Upon opening the new software, click on ‘Start Servers’ and then ‘Open WebStart Page,’ which will open your browser to a locally hosted homepage.
If phpMyAdmin directs you to a MySQL database page, you have successfully installed MAMP. I can find the phpMyAdmin under the Tools tab.
By default, secure_file_priv is set to NULL and will return an error when importing a CSV from a local directory. To troubleshoot this, open the my.ini file under the MAMP folder and write [secure-file-priv = “”]. For Windows users, I can find the my.ini file here:
Open the file, and write secure-file-priv = “” under [mysqld].
password = ...
port = ...
socket = ...
secure-file-priv = ""
Doing this now will avoid errors when I ‘Load Data Local Infile.’
Creating Database & Table
Open the phpMyAdmin page from the MAMP local homepage of which should open the locally hosted MySQL server. Create a database by clicking on the ‘Databases’ tab, inserting a name (titanic_tutorial), and Creating.

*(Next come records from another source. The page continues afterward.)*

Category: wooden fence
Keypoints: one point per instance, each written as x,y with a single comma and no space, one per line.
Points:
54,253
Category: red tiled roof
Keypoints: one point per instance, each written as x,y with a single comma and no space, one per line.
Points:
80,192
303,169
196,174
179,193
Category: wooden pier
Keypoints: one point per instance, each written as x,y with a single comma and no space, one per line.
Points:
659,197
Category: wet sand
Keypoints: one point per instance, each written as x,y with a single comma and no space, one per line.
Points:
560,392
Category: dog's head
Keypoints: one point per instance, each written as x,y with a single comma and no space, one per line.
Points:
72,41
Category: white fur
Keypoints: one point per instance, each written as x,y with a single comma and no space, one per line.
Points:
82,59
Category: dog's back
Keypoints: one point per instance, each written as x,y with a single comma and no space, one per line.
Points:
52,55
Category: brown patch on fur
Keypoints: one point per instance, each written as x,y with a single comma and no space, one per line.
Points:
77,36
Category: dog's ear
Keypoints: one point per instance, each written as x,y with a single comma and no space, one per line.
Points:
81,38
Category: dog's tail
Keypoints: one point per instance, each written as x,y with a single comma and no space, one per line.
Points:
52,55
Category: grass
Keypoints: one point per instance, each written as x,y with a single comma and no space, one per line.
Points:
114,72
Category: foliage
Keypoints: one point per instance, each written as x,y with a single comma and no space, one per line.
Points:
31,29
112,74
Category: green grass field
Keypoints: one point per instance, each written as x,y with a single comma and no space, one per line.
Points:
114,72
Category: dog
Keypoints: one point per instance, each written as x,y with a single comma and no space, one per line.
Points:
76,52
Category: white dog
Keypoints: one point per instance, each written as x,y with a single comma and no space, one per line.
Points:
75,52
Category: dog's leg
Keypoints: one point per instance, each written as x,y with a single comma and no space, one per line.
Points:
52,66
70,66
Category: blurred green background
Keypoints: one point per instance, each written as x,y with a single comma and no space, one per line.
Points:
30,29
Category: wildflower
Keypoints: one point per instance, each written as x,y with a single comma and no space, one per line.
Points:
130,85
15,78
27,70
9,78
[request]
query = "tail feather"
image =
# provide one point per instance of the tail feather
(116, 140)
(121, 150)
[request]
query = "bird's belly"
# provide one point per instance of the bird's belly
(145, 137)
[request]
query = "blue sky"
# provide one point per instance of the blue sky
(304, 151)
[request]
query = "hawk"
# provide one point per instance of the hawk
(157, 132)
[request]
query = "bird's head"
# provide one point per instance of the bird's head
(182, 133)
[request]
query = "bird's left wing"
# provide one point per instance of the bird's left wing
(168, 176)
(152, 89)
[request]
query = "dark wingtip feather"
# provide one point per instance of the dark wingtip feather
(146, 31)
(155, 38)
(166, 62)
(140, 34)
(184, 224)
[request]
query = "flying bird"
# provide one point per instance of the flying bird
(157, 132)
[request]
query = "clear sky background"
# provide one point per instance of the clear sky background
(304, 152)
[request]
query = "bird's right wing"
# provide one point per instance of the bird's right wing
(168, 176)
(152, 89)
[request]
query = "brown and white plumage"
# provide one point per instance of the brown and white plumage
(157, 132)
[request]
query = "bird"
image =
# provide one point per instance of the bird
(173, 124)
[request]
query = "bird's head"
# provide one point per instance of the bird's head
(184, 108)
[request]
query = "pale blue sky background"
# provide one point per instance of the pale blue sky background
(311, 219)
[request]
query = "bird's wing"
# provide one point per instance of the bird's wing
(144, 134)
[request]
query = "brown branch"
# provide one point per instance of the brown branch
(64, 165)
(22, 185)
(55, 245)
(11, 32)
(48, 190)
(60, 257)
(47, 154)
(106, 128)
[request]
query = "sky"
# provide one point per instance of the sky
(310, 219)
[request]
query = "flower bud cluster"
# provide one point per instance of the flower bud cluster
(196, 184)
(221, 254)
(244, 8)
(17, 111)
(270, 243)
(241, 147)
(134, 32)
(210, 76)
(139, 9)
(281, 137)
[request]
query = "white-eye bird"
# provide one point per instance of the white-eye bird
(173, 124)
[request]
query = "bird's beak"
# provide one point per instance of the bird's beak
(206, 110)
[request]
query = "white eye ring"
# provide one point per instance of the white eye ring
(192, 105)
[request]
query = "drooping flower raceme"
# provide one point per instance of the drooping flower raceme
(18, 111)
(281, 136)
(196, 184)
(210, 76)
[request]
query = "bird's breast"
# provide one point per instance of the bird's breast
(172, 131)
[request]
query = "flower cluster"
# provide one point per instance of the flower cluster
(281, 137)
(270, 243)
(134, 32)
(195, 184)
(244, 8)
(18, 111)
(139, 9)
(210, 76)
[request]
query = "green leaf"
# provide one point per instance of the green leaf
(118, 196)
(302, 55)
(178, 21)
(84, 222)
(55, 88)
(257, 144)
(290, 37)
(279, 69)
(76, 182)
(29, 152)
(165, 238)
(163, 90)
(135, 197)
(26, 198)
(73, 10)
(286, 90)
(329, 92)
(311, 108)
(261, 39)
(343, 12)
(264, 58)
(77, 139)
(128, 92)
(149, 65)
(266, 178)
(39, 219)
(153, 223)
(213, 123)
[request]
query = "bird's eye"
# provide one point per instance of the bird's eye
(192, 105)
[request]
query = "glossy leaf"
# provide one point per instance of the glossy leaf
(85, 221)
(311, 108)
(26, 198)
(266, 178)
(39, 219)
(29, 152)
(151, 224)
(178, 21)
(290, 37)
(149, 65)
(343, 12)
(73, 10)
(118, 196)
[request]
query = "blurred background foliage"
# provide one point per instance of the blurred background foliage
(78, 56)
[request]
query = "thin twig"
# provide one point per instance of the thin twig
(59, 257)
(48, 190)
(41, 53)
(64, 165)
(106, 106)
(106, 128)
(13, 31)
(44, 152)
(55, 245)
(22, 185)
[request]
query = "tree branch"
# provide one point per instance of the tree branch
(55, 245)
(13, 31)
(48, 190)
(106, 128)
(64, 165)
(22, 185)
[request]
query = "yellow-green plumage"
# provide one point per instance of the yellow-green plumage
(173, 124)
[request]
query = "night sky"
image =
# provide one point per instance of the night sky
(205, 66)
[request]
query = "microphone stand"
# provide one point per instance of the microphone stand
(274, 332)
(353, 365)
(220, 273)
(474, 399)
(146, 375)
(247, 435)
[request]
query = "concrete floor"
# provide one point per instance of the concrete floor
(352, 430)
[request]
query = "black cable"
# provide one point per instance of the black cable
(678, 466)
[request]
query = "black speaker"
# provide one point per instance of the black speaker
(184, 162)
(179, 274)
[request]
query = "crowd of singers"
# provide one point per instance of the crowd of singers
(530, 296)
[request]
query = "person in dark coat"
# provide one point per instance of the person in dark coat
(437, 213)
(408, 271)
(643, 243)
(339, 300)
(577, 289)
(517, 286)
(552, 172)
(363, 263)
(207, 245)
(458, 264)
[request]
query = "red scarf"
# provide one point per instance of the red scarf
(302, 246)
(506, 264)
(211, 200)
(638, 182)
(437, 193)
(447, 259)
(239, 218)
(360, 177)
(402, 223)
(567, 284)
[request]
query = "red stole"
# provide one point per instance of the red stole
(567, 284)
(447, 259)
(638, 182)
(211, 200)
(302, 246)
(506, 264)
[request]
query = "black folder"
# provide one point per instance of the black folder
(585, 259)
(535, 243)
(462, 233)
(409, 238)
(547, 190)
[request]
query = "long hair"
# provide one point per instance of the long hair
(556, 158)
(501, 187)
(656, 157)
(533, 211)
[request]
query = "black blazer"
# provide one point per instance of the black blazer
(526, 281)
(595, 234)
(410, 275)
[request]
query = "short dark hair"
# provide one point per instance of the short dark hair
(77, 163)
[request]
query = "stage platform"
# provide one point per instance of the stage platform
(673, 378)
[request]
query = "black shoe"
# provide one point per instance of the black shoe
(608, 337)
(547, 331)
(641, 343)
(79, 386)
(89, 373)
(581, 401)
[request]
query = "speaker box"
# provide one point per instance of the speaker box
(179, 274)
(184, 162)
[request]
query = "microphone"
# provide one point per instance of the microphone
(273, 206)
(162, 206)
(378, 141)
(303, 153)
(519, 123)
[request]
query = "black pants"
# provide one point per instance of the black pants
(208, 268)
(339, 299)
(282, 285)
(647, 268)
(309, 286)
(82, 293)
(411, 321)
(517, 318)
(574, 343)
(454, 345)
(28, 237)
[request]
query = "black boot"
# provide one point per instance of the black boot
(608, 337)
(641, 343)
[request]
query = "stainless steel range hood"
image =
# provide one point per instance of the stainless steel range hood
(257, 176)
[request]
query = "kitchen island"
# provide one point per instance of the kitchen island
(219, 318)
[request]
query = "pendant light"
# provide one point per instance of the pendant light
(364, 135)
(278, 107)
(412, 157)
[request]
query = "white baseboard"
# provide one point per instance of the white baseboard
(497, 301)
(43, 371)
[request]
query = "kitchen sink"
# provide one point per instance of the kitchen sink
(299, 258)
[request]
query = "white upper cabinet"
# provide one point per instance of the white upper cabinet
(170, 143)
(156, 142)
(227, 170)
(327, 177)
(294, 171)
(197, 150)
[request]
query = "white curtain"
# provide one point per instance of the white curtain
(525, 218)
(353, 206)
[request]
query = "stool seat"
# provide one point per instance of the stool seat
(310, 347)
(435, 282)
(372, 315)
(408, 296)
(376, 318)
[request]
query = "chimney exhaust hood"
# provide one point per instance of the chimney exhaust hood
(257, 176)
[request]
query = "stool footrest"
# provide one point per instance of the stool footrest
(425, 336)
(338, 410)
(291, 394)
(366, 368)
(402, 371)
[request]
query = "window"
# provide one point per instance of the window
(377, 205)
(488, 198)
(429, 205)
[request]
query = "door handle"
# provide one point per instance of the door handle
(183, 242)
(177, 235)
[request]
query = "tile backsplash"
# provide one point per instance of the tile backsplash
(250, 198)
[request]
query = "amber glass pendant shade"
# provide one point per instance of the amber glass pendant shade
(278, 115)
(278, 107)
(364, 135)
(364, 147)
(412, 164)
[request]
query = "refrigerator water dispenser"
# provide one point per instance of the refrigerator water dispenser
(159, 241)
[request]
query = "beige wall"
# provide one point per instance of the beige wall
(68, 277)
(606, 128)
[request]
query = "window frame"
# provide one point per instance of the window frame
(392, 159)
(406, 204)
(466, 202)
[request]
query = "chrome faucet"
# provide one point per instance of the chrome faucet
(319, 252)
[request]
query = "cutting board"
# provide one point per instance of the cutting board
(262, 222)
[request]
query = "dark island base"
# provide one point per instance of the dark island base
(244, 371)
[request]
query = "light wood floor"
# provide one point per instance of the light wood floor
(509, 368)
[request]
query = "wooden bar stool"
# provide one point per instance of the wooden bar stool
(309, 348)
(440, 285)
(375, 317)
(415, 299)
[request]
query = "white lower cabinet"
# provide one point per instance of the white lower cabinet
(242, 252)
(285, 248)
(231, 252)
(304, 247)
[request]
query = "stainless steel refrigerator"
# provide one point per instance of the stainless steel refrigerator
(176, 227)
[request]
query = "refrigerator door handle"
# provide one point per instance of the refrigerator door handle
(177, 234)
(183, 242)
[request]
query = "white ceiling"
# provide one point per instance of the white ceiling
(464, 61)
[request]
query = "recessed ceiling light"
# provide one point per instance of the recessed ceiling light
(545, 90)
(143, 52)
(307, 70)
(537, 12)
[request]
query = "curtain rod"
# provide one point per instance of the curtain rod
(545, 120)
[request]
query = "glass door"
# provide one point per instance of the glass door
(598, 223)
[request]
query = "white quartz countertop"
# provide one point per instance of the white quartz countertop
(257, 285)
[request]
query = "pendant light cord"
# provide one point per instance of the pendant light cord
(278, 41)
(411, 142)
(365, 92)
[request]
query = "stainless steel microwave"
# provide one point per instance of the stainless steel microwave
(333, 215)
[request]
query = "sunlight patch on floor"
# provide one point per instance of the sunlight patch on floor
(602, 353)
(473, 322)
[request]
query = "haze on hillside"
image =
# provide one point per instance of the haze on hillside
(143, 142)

Upon database creation, it should have made a folder in the database>mysql directory named ‘titanic_tutorial.’ For Windows users, I can find the folder here: C:\MAMP\db\mysql (the base dir is found in the my.ini file from before). Expand into the titanic_tutorial folder and save the titanic’s train.csv into the folder.
Return back to phpMyAdmin to create a table of headers using the titanic’s train.csv meta-data.
CREATE TABLE train (
PassengerId INT NOT NULL,
Survived INT DEFAULT NULL,
Pclass INT DEFAULT NULL,
Name VARCHAR(128) DEFAULT NULL,
Sex VARCHAR(64) DEFAULT NULL,
Age FLOAT DEFAULT NULL,
SibSp INT DEFAULT NULL,
Parch INT DEFAULT NULL,
Ticket VARCHAR(64) DEFAULT NULL,
Fare FLOAT DEFAULT NULL,
Cabin VARCHAR(64) DEFAULT NULL,
Embarked VARCHAR(64) DEFAULT NULL
Load Data Local Infile
Lastly, I will populate the table ‘train’ using the train.csv that was saved in the C:\MAMP\db\mysql\titanic_tutorial folder. Go back to the SQL tab, and copy/paste the following SQL code.
LOAD DATA LOCAL INFILE ‘train.csv’
INTO TABLE train
FIELDS TERMINATED BY ‘,’
ENCLOSED BY ‘“‘
LINES TERMINATED BY ‘\n’
IGNORE 1 ROWS
(PassengerId, @vSurvived, @vPclass, @vName, @vSex, @vAge, @vSibSp, @vParch, @vTicket, @vFare, @vCabin, @vEmbarked)
Survived = NULLIF(@vSurvived, ‘’),
Pclass = NULLIF(@vPclass, ‘’),
Name = NULLIF(@vName, ‘’),
Sex = NULLIF(@vSex, ‘’),
Age = NULLIF(@vAge, ‘’),
SibSp = NULLIF(@vSibSp, ‘’),
Parch = NULLIF(@vParch, ‘’),
Ticket = NULLIF(@vTicket, ‘’),
Fare = NULLIF(@vFare, ‘’),
Cabin = NULLIF(@vCabin, ‘’),
Embarked = NULLIF(@vEmbarked, ‘’)
The first row of the dataset is the header/column names, and therefore I need to skip the first row. In addition, the train.csv dataset contains some missing values, and I will need to set NULL if the values are blank. Store the column names with ‘@v’ as a prefix for columns that can contain NULLs. Then SET the columns with a NULLIF condition as shown above. I need to add the prefix here to prevent the value 0 from being translated to NULL. Value 0 should be 0, and Value ‘’ should be NULL.